Research projects

The intestinal compartment is a complex environment composed by different type of cells (immune cells, epithelial cells, gut microflora) involved in functional interactions aimed at maintaining a balance between tolerance and immunity. Thus, the research activity of my lab is being oriented by two questions:

 

  • How are conventional and unconventional CD4+T cells functionally influenced by the surrounding microenvironment during homeostatic or pathogenic conditions?

 

  • Is it possible to implement immune cells phenotype and functions for predictive, prognostic or therapeutic purposes, upon elucidation of the mechanisms controlling their activity?”

 

 

Specific projects of the lab

 

  1. The evaluation of the phenotypic and functional status of immune cells isolated from intestinal specimens of sporadic and inflammation-associated colorectal cancer (CRC) patients and the study of the interactions between the immune system and the intestinal tumor microenvironment. In addition, this project aims at investigating how cancer cells might positively or negatively affect T cells activation by expressing specific inhibitory molecules or by displaying cancer-associated lipid antigens (Start-UP AIRC 2013).

 

  1. The evaluation of the interaction between mucosal immune cells isolated from intestinal specimens of sporadic and inflammation-associated colorectal cancer (CRC) patients and the gut microbiota in the immuneregulation of colorectal cancer development.

 

  1. The understanding of the behavior of the mucosal immune system during both homeostatic and inflammatory conditions.
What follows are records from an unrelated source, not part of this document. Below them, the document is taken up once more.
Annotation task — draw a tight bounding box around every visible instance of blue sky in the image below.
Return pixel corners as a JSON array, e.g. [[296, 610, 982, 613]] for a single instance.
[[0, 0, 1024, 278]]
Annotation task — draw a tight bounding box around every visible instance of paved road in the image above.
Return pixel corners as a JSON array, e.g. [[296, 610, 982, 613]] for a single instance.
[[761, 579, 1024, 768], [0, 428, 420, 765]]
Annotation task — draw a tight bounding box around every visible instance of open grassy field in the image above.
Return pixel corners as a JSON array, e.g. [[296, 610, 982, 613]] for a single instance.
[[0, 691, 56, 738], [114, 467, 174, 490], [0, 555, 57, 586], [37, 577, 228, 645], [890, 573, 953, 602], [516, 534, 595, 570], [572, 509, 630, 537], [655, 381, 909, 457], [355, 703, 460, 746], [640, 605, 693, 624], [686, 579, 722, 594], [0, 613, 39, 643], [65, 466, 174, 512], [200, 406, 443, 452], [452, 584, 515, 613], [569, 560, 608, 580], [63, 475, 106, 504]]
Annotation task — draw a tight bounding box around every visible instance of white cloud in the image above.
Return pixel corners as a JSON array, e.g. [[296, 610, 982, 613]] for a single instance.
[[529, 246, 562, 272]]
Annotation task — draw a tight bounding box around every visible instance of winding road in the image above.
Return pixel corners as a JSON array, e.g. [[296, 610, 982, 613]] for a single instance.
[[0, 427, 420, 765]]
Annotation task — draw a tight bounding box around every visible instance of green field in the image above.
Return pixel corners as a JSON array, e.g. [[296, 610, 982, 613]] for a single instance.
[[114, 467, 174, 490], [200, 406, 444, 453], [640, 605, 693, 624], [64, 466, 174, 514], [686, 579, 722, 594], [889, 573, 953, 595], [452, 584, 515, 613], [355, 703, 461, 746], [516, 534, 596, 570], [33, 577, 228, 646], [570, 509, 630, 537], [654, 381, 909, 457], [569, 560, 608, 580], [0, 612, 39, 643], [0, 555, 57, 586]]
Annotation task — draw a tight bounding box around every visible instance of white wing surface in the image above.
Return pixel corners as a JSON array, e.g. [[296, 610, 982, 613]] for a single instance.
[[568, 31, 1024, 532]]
The requirements for the functional activation of T cell subsets in the gut and which is their functional effect on epithelial cells is being explored with a translational approach involving both murine models of intestinal inflammation and surgical specimens of patients with chronic intestinal inflammation (IBD) (Giovani Ricercatori 2013).

 

  1. Recent evidences suggest that imbalances in the composition and in the function of the gut microbiota directly correlate, in genetically predisposed individuals, to autoimmune disease and to cancer development. Thus, a project in the lab aims at understanding how the gut microbiota affects mucosal T cell functions in health and disease (Giovani Ricercatori 2016).